No confidence motions are here to stay. Guyanese have to become accustomed to no confidence motions because the ethnic arithmetic is of such that any future government will either be a minority government or hold a very slender majority. The supporters of the APNU+AFC, since assuming office have behaved as if their government has a commanding majority and not a slender grip on parliament.
As such, the no confidence motion has left many of them in shock. Many of them supporters are traumatized. They are not thinking straight. They have found themselves in state of deep shock and distress because they were operating under an illusion that their government was strong and invincible. How could any government with one seat majority be stable and impregnable?
No government with less than a four-seat majority should believe that it is secure. Even Burnham, in 1964, took steps to have persons from the opposition cross the floor in order to ensure that his party had a comfortable majority.
As declassified documents have revealed, the 1964 government was never stable, not within the government nor within the National Assembly.
In the 2011 parliament, the PPP found itself as a minority government. The combined opposition had a one-seat majority and used it to frustrate the Donald Ramotar government. That entire parliamentary session was highly contentious.
Eventually the APNU and the AFC agreed to move a motion of no confidence against the Ramotar administration. He would have fallen had he not prorogued parliament.
If elections are called tomorrow or next year, the result is not likely to be much different from 2011 and 2015. Whoever holds the government will hold a slim majority. Voting remains primarily along ethnic lines and Guyana’s ethnic composition will always, in such circumstances, be an ethnic census.
The country is likely to witness musical chairs with the government. One-term governments are likely to become a feature of national politics. The APNU+AFC is likely, regardless of whether elections are held later this year or next month, to be replaced by a PPP government.
But since no ethnic group has majority at the moment, elections are likely to result in very close results, as was the case in the 2011 and 2015 elections. In fact the APNU+AFC barely got into office by narrowest of margins in any local election.
Since 2015 the PPP has rebounded. Whether you like Jagdeo or not, he has been smart in his political tactics. He has won back most of the support which the PPPC lost between 2011 and 2015.
While local government elections are not an effective predictor of what will happen in general elections, the commanding majority gained by the PPPC at both the 2016 and 2018 elections suggests that it will be impossible for that party to be defeated at the next general and regional elections.

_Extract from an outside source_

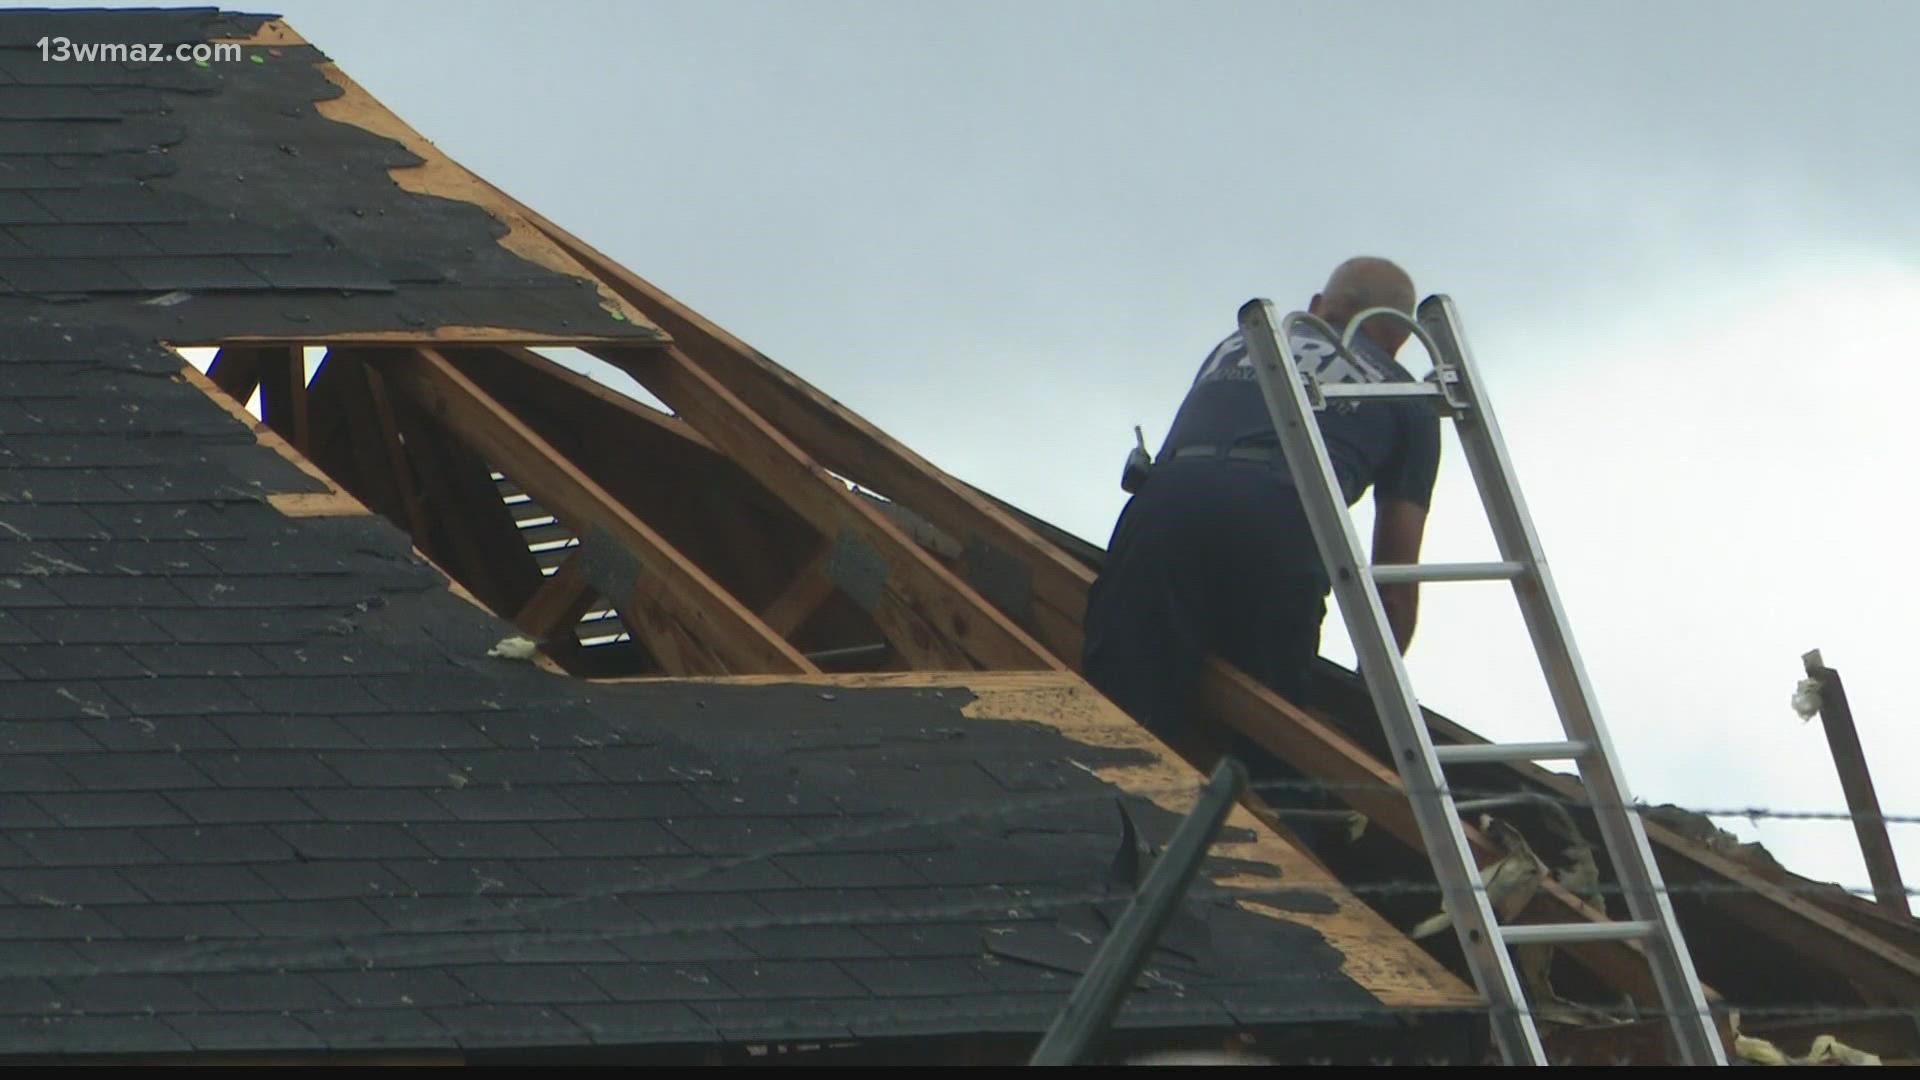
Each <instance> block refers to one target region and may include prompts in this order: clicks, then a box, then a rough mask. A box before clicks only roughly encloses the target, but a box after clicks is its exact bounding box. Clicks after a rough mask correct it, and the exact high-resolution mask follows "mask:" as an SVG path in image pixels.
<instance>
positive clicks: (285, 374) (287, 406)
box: [259, 344, 311, 452]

But even so, the PPPC is not likely to win by any landslide and may struggle to gain a working majority in the National Assembly.
Election patterns in Guyana have been consistent. The result of the 1997 elections were almost similar to that of the 1992 elections and after constitutional change in 2001, the elections of that year and the following elections in 2006 more or less saw the ruling party and the combined opposition gain more or less the same percentage of votes.
In 2012 census demonstrated why the PPP fell slightly behind in 2011. Their ethnic base had shrunk just enough to cause the party to slip below the 50% mark, a pattern that was repeated in 2015. Only that time there was a coalition which gained 51% to the PPPC 49%. As such, a new government was formed.
Whatever the decision of the CCJ today, a new government is very much likely whenever elections are held in 2020. And in 2025, there is likely to be a minority government as the smaller parties become stronger and new parties emerge.
There is even a strong likelihood that the PPPC will lose in 2025 to a resurgent APNU as the smaller parties eat into the PPPC’s support base.
Guyanese therefore should grow accustomed to regular changes in government. One-term governments are here to stay. Get with it!